文豪はみんな、うつ

読書

木村敏の「時間と自己」では、哲学者や文学者における精神疾患と彼らが垣間見た時間についての考察があった。例えばドストエフスキーはてんかん持ちであった。その興味の延長線上で借りてみたのが、この本である。

明治から昭和初期の日本の著名な文学者の多くが重病の精神疾患を患っていたことは有名で、太宰治のように自殺に至った例も多い。著者は夏目漱石から川端康成までの10人の文学者がどのような精神疾患を患っていたのかを、彼らの人生と文学の歩みから読み解いていく。

著者によれば、漱石、有島武郎や芥川龍之介はうつ病であった。しかし、中原中也は統合失調症、川端康成は睡眠薬依存が疑われるということである。
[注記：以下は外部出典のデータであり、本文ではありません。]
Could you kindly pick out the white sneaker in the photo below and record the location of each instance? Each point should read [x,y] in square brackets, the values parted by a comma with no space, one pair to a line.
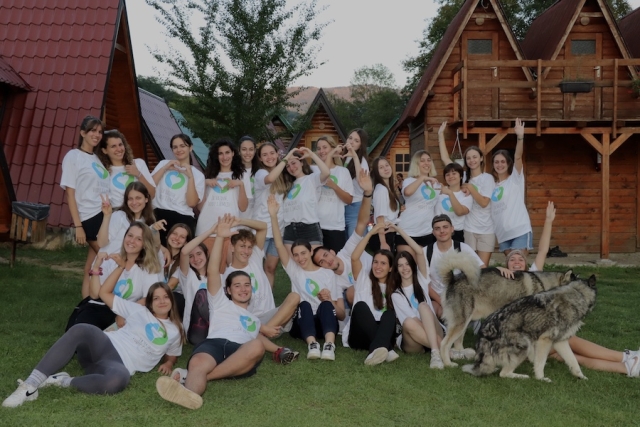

ただ、著者の分析は文学者の振る舞いから精神疾患を推定するだけで終わっているのがちょっと残念である。例えば精神疾患と芸術との関係を考察するとか、その分析をもって彼らの創造性の秘密に迫るとか、そういう展開があれば、もっと読み応えのあるものになっただろう。

安っぽい題名ほど興味本位の本でもないが、考えさせるところがほとんどないのがちょっと悲しい。